URL-encoding of external-id values in Wikidata frontend breaks (some) links
Closed, ResolvedPublic

Description

Values of external-id properties link to the external database entry from the Wikidata frontend. In some cases the external weblink is not working due to URL-encoding of special characters within the external identifier, such as %, &, =, and maybe others. An example is https://www.wikidata.org/wiki/Q325887#P3520 with the correct identifier W%D6LLEKLA01. The extra URL-encoding translates it to W%25D6LLEKLA01 which is not working.

I originally requested an update at wikidata:MediaWiki talk:Gadget-AuthorityControl.js, but I learnt that this gadget is no longer responsible for the linking.

Event Timeline

Spaces can also cause problems: Obviously a space " " gets encoded as a plus "+". This breaks the links generated for Iconclass notation (P1256). For example http://iconclass.org/11H(COSMAS+&+DAMIAN) generated from "11H(COSMAS & DAMIAN)" instead of http://iconclass.org/rkd/11H(COSMAS%20&%20DAMIAN)/ (from this item).

@Marsupium Have you tried using the wmflabs tool wikidata-externalid-url? I used it for the formatter URL for Twitch game ID (P4467) in September because of the space issue, and it worked without any changes to the actual Toolforge code.

@Marsupium Have you tried using the wmflabs tool wikidata-externalid-url? I used it for the formatter URL for Twitch game ID (P4467) in September because of the space issue, and it worked without any changes to the actual Toolforge code.

Yes, I found that workaround in the end and then forgot to report here. Thanks for mentioning it!

Does the frontend need to URL encode external IDs? If they are meant to be resolvable there should be no need to do so in the first place right?

Turns out this is also a problem within WDQS. When it comes to IDs and URIs is there a reason for encoding this type of information in the first place instead of leaving that to applications?

https://www.wikidata.org/wiki/Property:P2000 is another one that's affected by the incorrect encoding of spaces to '+'. Given that these values are strings like "Cantigas de Santa Maria", which generates a failing link of http://www1.cpdl.org/wiki/index.php/Cantigas+de+Santa+Maria, it probably fails more often that it works.

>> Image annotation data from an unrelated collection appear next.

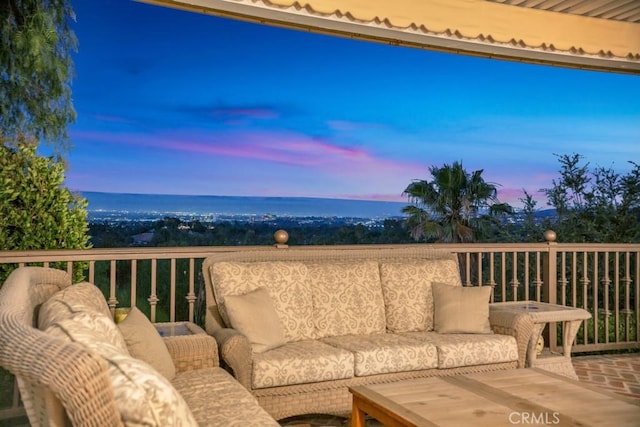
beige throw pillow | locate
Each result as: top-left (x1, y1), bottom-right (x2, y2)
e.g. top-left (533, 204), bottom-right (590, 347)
top-left (224, 288), bottom-right (287, 353)
top-left (118, 307), bottom-right (176, 380)
top-left (431, 283), bottom-right (492, 334)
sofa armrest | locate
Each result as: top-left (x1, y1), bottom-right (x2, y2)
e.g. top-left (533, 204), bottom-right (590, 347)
top-left (164, 334), bottom-right (219, 372)
top-left (213, 328), bottom-right (253, 390)
top-left (489, 310), bottom-right (533, 368)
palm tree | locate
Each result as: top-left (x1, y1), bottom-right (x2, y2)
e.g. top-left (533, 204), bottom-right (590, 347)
top-left (402, 162), bottom-right (512, 243)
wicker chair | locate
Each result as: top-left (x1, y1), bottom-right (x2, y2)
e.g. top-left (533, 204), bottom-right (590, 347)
top-left (0, 267), bottom-right (122, 427)
top-left (0, 267), bottom-right (278, 427)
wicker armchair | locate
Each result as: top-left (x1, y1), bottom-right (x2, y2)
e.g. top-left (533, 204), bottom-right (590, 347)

It should be encoded as %20, which would work everywhere.

I report here my issue: "As reported in https://www.wikidata.org/wiki/Property_talk:P9112#ID_IFLA_link_to_an_error_page, the link generated by https://www.wikidata.org/wiki/Property:P9112 always encodes # as %23 ( e.g. in https://www.wikidata.org/wiki/Q719309#P9112 links to https://www.iflastandards.info/unimarc/terms/key%23ab ), causing in fact a wrong link." Are we sure this is "low" priority? Thanks in advance!

Lydia_Pintscher raised the priority of this task from Low to Medium.Feb 12 2021, 5:12 PM
Lydia_Pintscher added a subscriber: Lydia_Pintscher.

No, Given the number of reports let's raise it.

Lydia_Pintscher claimed this task.

I believe the changes in T271126 fixed this. If you still find cases that don't work please reopen.